UnitedHealth Group Optum’s healthcare services arm operates the second-largest home health risk adjustment provider HouseCalls, which will conduct 2 million home visits in 2022, Cowen analyst Gary Taylor wrote in an August research note. Humana last year bought the remaining shares of Kindred at Home, purchasing the nation’s largest home health provider to $8.1 billion.
“We recognize Signify has over 50 plus health plan clients in addition to Aetna, so we see this as payer agnostic opportunity for us to help support the industry,” Chaguturu said. “We want to improve care for Medicare Advantage members across the country, whether that be with Aetna or any other plan.”
During the second quarter, 84%, or $246.2 million, of Signify Health’s revenue came from home visits it conducted for insurers. Despite CMS’ proposed reimbursement cuts, in-home evaluations remain a critical way for Medicare Advantage insurers to maximize their profits.

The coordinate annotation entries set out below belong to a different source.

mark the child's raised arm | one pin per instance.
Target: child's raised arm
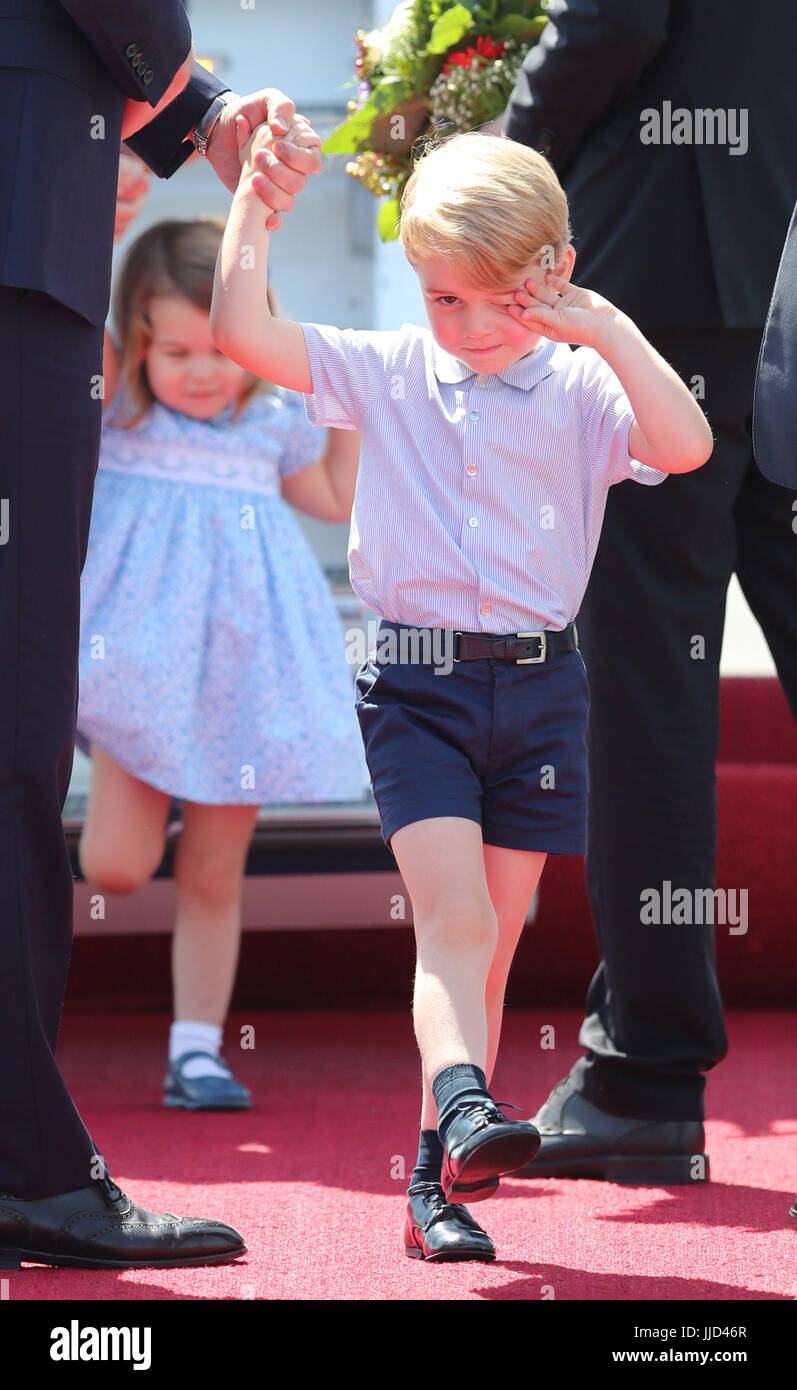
(241, 321)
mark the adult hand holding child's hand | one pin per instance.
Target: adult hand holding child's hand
(278, 167)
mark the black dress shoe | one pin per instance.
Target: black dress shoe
(480, 1146)
(99, 1228)
(436, 1230)
(579, 1140)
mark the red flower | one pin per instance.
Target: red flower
(484, 49)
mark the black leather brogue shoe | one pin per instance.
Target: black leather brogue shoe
(579, 1140)
(99, 1228)
(440, 1232)
(480, 1146)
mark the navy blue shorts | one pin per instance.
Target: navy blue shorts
(500, 744)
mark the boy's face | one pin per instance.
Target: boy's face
(475, 324)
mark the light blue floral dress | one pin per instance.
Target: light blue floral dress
(212, 658)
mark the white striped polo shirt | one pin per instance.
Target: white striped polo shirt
(480, 496)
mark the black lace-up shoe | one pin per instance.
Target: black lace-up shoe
(480, 1146)
(579, 1140)
(99, 1228)
(440, 1232)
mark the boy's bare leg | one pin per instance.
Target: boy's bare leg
(512, 877)
(441, 862)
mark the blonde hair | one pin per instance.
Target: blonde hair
(486, 203)
(171, 257)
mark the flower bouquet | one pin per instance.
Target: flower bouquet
(436, 68)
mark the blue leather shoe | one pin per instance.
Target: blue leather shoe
(203, 1093)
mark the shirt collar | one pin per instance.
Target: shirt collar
(523, 373)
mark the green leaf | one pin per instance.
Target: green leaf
(449, 29)
(388, 220)
(353, 132)
(518, 27)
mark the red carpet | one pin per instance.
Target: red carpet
(306, 1175)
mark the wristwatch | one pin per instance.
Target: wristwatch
(206, 124)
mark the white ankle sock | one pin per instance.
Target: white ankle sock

Adam Block, a healthcare economist and associate professor at New York Medical College, said he thinks the deal speaks to Aetna targeting growth in individuals who are dually eligible for Medicare and Medicaid. “More and more people are receiving care inside their homes and it has been evident that nursing home care is not optimal for many people,” Block said. “There’s a wide gap of people who need some care but they do not need to be living in a nursing home. This is probably targeting those patients.”
The Centers for Medicare and Medicaid Services pays Medicare Advantage insurers a flat fee to cover patients based on their medical condition, which insurers measure through risk codes. Although the majority of these codes are recorded through office visits, home care is a growing and controversial means insurers are using to capture these data points. Home health risk assessments “may be particularly vulnerable to misuse by Medicare Advantage companies” since they are performed by the companies themselves or by vendors that insurers hire, according to a report published last year by the Health and Human Services Department’s Office of the Inspector General.
Federal auditors are investigating Aetna for inflating Medicare Advantage risk codes.
“The company expects CMS and the OIG to continue these types of audits,” CVS Health wrote in the August 2021 regulatory filing that disclosed it was under investigation.
Signify Health conducted 1.9 million in-home assessments for insurers in 2021, according to its most recent annual report. The company will conduct 2.4 million assessments in 2022, Taylor wrote.
In addition to recording patient conditions, Signify Health claims its services help Medicare Advantage plans achieve higher Star ratings, which are also a crucial metric in determining how much federal dollars insurers receive.
As CMS mulls ways to restructure more of its accountable care programs to incentivize bridging healthcare disparities, Signify Health’s vast data repository could also be an asset used to develop programs around the social determinants of health.